Besoin de test massif
"Le traçage individualisé n’est efficace que s’il est corrélé à un test massif de population, ce qui a été fait à Taïwan et en Corée du Sud, rappelle à L’Usine Nouvelle Thomas Husson, analyste au cabinet Forrester. En Chine, il a été couplé à la reconnaissance faciale et la détection de température. Compte tenu du contexte réglementaire en France, je doute qu’il soit mis en place par le gouvernement. Ceci étant, l’utilisation de données anonymisées peut servir à la modélisation et au suivi des flux et aider les pouvoirs publics à mieux gérer la crise. Orange sait le faire. Il en a fait la démonstration lors de la dernière épidémie de l’Ebola en Afrique."
La mise en place de mesures de géolocalisation et traçage numérique de la population se heurte au RGPD, le Règlement européen de protection des données personnelles, et aux règles de protection de la vie privée, dont la CNIL est gardienne en France. "Justement, la crise du Covid-19 est l’occasion d’assouplir ces règles et de définir un nouvel équilibre entre protection de la vie privée et exploitation des data à des fins publiques légitimes, recommande Ramzi Larbi. Après tout, la santé des individus passe devant leur vie privée. Les politiques n’ont pas de choix : ils devront bouger sur ce terrain. J’entrevois une redistribution complète de cartes dans ce domaine. "
Yves Benchimol, fondateur de WeWard, éditeur d’une appli mobile qui récompense l’utilisateur pour les pas qu’il effectue à l’extérieur, met le doigt sur un obstacle technique. "Suivre les données GPS du smartphone ne suffit pas, car l’utilisateur peut tromper les autorités en laissant son mobile à la maison lorsqu’il sort, explique-t-il à L'Usine Nouvelle. Pour éviter ce problème, il faut exploiter aussi les données des capteurs de mouvement. C’est ce que nous faisons dans notre appli dont nous avons inversé la finalité à l'occasion de cette crise sanitaire pour suivre l’utilisateur dans son confinement.

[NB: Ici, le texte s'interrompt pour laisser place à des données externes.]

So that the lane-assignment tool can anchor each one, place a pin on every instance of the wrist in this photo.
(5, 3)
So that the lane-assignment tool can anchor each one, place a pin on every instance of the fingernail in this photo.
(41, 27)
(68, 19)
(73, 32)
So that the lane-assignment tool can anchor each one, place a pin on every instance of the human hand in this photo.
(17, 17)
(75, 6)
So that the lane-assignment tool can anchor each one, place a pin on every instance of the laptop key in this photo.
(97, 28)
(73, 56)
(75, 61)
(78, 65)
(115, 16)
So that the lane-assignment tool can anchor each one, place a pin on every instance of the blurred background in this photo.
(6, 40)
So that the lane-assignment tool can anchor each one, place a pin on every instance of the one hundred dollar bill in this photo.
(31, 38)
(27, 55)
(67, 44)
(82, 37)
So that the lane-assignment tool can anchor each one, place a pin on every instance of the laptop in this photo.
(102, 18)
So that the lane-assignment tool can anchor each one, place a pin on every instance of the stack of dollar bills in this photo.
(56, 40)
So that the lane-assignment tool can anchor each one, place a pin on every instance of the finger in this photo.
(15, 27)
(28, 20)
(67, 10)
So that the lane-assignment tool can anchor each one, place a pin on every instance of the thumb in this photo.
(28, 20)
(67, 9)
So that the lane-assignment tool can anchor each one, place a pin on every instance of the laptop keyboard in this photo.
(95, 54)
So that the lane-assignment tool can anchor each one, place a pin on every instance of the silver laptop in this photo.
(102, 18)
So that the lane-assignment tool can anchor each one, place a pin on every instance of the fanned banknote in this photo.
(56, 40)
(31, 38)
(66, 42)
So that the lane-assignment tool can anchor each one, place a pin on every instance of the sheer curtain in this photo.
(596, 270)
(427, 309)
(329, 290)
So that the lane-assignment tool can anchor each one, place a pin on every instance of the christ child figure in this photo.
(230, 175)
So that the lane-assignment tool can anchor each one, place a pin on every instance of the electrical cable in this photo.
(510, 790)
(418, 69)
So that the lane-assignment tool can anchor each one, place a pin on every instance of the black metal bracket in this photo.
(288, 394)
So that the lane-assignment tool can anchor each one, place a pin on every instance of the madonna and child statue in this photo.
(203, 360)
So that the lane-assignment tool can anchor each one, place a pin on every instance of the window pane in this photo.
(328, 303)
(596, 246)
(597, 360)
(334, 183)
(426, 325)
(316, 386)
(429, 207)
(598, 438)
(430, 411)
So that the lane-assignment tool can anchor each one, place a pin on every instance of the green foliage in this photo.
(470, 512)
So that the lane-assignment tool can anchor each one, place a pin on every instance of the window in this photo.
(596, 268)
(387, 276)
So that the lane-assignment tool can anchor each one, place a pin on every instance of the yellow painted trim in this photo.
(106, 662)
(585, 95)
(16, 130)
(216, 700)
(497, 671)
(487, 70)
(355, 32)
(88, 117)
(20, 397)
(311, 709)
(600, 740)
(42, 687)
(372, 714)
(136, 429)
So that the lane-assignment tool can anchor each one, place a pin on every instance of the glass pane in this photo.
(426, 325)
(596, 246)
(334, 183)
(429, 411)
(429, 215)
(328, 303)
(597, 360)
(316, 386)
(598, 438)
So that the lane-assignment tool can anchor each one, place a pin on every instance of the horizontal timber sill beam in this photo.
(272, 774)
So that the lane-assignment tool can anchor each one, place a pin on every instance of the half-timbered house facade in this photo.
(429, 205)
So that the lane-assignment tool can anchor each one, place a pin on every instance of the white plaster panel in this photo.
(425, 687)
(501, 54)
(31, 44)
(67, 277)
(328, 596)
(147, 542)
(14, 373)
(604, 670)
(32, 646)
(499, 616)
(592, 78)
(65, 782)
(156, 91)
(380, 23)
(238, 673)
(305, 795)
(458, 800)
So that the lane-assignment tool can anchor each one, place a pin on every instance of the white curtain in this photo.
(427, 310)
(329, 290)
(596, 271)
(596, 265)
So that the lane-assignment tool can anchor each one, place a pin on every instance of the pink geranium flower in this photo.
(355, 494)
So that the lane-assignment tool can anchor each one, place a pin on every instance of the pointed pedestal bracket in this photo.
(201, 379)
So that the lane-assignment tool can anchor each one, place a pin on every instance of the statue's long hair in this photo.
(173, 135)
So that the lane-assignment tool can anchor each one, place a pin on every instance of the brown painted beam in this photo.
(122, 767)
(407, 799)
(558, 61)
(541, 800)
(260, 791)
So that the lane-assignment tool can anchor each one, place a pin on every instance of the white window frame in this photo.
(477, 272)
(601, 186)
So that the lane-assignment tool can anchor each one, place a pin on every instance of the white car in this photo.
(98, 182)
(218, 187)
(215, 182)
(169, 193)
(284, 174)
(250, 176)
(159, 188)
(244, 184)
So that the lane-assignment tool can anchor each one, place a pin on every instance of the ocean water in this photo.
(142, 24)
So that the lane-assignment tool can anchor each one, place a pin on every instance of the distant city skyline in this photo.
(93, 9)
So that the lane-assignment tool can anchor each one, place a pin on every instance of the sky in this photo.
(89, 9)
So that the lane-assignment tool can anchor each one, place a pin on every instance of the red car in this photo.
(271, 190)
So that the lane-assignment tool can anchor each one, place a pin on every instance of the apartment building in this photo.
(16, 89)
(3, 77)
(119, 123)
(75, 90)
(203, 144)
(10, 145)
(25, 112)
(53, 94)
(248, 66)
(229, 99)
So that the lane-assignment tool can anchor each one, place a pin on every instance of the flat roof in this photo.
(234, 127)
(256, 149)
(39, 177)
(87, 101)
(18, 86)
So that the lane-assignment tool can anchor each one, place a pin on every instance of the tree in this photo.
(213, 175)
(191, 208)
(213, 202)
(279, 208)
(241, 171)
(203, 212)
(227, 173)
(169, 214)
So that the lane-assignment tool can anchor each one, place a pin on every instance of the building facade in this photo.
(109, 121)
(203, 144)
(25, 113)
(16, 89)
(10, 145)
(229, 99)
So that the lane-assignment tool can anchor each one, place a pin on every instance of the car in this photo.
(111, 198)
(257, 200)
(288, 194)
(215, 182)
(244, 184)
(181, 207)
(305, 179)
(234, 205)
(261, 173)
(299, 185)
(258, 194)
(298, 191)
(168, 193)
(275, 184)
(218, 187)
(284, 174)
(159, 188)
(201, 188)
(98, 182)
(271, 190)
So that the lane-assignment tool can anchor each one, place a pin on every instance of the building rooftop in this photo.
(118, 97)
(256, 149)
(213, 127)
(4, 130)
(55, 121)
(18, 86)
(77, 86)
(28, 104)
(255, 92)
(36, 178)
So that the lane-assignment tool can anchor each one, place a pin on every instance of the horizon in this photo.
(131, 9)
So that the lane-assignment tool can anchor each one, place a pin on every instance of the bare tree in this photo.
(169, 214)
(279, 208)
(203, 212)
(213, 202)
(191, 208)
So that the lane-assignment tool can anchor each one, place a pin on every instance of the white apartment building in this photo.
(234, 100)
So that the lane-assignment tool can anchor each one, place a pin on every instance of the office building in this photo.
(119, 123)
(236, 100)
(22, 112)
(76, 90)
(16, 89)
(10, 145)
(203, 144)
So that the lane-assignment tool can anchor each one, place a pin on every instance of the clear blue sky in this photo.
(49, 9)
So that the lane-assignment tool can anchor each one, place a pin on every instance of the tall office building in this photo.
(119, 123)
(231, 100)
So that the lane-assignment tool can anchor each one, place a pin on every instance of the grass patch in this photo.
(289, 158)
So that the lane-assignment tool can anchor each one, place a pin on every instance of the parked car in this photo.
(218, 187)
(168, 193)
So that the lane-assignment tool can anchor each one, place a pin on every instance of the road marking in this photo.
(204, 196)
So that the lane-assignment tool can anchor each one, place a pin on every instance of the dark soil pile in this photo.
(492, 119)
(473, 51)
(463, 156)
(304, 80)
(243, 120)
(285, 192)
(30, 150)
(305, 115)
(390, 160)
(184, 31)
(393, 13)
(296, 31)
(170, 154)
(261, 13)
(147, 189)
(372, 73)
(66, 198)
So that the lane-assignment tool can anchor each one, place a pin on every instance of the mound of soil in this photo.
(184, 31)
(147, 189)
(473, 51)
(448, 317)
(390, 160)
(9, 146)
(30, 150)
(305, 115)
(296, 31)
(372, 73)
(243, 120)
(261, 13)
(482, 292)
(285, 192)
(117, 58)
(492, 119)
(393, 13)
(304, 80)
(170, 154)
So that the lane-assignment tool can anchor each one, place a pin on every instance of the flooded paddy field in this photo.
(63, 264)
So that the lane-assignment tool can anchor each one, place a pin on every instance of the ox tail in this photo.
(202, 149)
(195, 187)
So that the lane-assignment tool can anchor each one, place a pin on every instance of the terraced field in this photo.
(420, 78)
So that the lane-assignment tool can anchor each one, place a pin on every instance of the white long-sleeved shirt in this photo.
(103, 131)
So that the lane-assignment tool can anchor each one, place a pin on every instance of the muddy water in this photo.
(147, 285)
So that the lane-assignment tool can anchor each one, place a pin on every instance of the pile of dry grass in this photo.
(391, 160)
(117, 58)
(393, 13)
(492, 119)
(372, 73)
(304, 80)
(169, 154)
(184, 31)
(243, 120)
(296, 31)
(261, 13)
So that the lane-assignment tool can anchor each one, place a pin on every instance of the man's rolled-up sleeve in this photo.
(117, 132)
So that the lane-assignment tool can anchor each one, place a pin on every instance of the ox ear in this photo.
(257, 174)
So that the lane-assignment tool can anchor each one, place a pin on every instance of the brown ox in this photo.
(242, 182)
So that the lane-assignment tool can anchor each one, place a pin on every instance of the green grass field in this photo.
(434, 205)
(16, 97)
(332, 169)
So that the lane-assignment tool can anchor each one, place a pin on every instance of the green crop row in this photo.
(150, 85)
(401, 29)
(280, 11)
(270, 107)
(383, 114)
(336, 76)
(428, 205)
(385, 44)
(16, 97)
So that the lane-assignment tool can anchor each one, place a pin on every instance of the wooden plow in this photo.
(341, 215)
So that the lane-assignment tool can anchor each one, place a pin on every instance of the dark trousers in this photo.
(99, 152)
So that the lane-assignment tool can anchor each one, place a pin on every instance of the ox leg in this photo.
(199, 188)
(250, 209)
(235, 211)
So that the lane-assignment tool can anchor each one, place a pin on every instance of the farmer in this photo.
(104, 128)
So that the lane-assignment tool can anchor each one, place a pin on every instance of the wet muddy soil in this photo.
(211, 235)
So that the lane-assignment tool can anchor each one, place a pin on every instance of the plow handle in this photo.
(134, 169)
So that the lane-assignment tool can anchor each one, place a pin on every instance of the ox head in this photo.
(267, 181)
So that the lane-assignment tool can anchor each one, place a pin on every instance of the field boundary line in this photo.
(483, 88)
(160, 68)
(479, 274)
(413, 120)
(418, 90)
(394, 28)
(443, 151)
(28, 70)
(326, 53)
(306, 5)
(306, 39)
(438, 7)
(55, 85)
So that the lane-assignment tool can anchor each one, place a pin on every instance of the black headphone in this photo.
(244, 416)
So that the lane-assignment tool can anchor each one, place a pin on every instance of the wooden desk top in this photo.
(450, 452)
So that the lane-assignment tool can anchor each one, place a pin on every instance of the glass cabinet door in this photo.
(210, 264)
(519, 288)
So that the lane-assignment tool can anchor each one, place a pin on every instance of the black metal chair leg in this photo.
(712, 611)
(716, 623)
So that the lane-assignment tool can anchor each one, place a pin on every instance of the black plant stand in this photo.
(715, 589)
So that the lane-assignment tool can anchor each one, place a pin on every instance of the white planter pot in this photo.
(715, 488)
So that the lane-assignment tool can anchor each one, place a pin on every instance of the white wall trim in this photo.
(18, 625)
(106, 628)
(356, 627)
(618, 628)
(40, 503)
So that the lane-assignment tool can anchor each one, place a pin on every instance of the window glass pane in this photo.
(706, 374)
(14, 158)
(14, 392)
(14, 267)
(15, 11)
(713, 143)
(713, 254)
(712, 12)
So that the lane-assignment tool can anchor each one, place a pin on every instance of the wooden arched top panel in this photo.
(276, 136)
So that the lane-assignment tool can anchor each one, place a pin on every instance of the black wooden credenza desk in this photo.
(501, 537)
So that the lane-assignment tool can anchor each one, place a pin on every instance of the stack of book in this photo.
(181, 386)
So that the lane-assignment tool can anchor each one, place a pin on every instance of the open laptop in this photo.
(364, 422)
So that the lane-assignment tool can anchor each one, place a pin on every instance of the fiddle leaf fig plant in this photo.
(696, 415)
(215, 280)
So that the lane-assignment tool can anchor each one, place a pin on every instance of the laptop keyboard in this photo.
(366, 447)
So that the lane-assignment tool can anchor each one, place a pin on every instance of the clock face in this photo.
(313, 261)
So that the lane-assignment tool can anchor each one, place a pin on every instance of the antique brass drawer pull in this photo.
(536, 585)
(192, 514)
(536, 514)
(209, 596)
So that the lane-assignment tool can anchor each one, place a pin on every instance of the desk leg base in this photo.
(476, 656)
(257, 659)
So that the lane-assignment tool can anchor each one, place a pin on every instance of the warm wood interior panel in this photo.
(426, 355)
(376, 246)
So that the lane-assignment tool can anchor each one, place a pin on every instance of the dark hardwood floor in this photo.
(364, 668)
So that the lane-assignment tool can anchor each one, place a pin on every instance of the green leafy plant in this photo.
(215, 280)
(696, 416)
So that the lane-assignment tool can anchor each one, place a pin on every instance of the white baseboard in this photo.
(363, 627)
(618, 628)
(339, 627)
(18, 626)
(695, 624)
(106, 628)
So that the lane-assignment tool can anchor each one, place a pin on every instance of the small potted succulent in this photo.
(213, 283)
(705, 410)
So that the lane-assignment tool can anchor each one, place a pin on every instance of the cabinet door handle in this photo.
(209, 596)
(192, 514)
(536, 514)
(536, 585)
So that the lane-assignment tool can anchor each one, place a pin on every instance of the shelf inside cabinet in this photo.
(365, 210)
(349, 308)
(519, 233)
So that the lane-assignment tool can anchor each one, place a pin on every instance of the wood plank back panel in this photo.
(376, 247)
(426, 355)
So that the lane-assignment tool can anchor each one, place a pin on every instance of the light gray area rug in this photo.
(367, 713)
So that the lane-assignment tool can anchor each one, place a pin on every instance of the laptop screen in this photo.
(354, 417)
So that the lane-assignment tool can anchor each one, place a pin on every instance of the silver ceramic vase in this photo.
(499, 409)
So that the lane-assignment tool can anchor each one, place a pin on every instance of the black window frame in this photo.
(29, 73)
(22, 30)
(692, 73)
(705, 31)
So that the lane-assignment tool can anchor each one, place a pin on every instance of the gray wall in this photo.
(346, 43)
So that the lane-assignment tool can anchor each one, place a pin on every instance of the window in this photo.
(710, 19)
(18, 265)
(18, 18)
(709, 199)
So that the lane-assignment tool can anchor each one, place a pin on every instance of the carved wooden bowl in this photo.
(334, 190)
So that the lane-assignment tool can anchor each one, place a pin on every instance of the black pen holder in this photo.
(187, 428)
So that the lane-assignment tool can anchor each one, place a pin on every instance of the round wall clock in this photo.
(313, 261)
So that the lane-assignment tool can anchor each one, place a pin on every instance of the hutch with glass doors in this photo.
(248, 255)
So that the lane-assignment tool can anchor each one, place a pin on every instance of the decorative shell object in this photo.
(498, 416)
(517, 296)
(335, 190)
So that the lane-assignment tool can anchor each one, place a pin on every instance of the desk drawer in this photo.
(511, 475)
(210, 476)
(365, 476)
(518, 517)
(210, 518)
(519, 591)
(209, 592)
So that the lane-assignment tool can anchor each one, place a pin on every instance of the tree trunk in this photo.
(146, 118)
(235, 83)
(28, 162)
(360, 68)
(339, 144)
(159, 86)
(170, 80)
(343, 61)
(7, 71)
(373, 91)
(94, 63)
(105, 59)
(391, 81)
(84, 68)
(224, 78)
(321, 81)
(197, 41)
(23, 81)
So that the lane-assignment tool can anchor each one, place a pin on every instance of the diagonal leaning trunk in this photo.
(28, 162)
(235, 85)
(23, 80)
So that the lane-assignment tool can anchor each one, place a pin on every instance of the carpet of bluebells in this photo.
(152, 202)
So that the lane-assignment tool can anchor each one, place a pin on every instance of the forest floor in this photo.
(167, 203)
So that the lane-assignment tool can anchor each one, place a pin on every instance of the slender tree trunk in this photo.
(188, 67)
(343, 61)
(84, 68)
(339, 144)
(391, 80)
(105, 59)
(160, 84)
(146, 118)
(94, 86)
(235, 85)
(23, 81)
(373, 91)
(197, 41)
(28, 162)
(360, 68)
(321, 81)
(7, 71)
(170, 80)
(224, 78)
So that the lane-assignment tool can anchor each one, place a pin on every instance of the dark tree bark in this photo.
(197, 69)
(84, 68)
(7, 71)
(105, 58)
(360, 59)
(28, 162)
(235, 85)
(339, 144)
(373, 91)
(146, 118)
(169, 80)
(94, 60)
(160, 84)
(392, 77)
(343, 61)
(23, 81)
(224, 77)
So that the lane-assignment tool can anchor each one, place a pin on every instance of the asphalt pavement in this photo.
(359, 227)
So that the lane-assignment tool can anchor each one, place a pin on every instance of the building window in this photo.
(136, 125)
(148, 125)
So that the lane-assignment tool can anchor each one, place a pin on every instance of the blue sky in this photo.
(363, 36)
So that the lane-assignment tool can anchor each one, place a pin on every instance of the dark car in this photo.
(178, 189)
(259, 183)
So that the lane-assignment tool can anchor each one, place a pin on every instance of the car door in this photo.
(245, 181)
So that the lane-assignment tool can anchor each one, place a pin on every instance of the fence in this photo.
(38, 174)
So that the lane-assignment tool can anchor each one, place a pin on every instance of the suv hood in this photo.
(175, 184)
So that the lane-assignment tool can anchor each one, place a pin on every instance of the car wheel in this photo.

Ainsi, nous sommes sûrs qu’il reste chez lui. Nous avons proposé au ministère des Armées, en réponse à son appel à projets pour la lutte contre le Covid-19, de récompenser les gens qui, au lieu de sortir dehors, choisissent de bouger et faire de l’exercice chez eux. "
Modèle occidental à l'épreuve
Le traçage numérique s’annonce un sujet hautement polémique. Les associations de défense de la vie privée n’hésiteront pas à monter au créneau et saisir la CNIL pour barrer la route à toutes mesures jugées contraires aux règles de protection des données en vigueur. "Vu le contexte réglementaire actuel, je ne vois pas la France mettre en place des mesures de traçage numérique similaires à celles déployées en Asie, prévoit Thomas Husson. La société française n’est pas prête à les accepter. La crise du Covid-19 met à l’épreuve le modèle de nos sociétés occidentales. La question est à la fois politique et sociétale : quel type de société voulons-nous avoir ?" Le débat ne fait que commencer.